Proses pendaftaran di aplikasi peminjaman daring alias pinjaman online, yang ia ketahui legal karena terdaftar di Otoritas Jasa Keuangan (OJK), pun begitu mudah. Hanya mengisi sedikit identitas, mencantumkan foto KTP, dan swafoto dengan KTP, ia bisa langsung bergabung menjadi nasabah.
Pinjaman online ilegal ini satu perusahaan dengan pinjaman online legal tadi. (Kombes Auliansyah Lubis).

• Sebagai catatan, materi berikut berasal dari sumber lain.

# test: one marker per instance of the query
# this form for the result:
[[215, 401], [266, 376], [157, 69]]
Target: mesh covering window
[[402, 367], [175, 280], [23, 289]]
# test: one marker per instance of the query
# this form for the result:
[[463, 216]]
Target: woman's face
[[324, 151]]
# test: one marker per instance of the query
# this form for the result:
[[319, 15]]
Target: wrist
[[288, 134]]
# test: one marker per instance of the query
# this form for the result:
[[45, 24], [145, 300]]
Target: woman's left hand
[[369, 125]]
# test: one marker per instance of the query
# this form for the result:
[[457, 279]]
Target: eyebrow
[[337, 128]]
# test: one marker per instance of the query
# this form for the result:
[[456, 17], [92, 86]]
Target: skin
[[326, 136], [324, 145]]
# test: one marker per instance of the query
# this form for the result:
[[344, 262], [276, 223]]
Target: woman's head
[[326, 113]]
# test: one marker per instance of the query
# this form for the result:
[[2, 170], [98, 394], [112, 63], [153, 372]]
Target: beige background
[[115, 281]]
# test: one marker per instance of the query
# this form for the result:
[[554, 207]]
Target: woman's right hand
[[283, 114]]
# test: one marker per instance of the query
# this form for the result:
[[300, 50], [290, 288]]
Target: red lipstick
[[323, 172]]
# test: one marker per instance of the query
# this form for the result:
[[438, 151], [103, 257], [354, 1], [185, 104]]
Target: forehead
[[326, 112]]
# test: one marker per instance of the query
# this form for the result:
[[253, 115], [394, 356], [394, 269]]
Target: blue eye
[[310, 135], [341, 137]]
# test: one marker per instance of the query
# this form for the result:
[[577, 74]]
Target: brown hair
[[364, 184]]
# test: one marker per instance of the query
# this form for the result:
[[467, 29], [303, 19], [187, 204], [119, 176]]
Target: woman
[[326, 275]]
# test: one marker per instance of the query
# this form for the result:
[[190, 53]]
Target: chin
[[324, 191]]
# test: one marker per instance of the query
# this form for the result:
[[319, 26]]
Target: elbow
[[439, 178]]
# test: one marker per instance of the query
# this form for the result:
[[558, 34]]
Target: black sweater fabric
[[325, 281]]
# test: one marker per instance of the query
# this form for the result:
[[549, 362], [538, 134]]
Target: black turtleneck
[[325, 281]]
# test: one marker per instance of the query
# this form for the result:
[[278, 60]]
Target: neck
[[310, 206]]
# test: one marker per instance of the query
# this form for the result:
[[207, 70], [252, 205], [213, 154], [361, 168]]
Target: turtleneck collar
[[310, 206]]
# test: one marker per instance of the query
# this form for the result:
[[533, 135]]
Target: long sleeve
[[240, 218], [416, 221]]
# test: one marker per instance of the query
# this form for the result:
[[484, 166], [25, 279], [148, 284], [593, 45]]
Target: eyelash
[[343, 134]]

Namun, sungguh ia tidak menyangka, tanpa mengajukan pinjaman sebelumnya, uang senilai Rp 3 juta ditransfer ke rekeningnya. Dana itu harus ia kembalikan dengan cicilan empat bulan. Keganjilan itu disusul teror penagihan utang, pada 14 Februari 2021, ke nomor aplikasi pesannya dan orang-orang lain yang ada di buku kontaknya.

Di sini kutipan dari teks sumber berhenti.